The Gravest Error: Expansive Blackness and Stokely Carmichael’s 1970 Guyana Debacle

Thursday, January 5, 2023: 2:10 PM
Regency Ballroom C2 (Loews Philadelphia Hotel)
Russell Rickford, Cornell University
In “The Gravest Error: Expansive Blackness and Stokely Carmichael’s 1970 Guyana Debacle,” Cornell University’s Russell Rickford examines Pan Africanist leader Stokely Carmichael’s highly controversial May 1970 visit to Guyana, South America. Occurring at the height of the African American militant’s influence, the trip was designed to clarify Black Power’s relevance to the Caribbean.
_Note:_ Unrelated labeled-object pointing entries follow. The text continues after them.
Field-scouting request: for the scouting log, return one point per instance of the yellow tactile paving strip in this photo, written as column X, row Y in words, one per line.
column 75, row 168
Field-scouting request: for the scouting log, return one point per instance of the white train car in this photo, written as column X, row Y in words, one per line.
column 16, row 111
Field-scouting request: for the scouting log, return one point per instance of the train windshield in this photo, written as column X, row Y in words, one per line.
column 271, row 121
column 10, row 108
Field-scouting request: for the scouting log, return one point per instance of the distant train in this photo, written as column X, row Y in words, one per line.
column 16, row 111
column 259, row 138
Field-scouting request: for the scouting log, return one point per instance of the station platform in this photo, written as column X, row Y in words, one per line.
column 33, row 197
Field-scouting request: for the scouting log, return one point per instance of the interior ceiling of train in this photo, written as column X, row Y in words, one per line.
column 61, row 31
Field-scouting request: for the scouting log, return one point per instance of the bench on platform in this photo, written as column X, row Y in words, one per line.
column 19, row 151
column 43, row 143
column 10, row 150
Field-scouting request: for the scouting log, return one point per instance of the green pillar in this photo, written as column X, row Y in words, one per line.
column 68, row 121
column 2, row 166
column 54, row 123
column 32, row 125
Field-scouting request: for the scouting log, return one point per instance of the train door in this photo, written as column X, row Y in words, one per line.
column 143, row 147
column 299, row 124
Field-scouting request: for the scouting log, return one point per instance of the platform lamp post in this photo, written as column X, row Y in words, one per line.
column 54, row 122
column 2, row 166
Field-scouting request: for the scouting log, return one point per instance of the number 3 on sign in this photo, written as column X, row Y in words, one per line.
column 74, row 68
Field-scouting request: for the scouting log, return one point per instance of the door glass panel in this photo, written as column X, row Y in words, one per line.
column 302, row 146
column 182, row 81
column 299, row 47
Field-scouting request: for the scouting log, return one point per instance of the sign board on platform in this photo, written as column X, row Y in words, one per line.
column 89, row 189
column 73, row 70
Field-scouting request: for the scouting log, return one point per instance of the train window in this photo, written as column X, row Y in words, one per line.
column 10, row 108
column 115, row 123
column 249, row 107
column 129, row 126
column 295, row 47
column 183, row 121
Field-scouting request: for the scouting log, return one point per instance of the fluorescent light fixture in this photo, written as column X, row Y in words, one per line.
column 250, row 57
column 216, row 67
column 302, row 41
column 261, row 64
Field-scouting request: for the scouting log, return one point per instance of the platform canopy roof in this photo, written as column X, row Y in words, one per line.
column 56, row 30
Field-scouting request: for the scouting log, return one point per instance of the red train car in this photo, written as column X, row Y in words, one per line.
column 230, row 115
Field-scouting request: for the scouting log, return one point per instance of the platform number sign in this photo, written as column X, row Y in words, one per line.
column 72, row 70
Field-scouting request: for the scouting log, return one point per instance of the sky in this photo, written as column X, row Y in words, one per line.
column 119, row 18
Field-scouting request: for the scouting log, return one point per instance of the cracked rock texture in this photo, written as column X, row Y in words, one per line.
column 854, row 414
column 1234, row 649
But Carmichael’s pronouncements while in Guyana roiled the ethnically and racially complex society. Caribbean radicals promoted an expansive definition of “Black Power” that included exploited laborers of South Asian descent. During his Guyana appearances, however, Carmichael framed Black Power as the exclusive province of Afro-Guyanese, thereby embarrassing his hosts and threatening to aggravate Guyana’s ethno-racial antagonisms. Carmichael’s statements in Guyana reflected broader contradictions between multiracial Third Worldism and black nationalism in the political imaginary of contemporary Pan Africanists.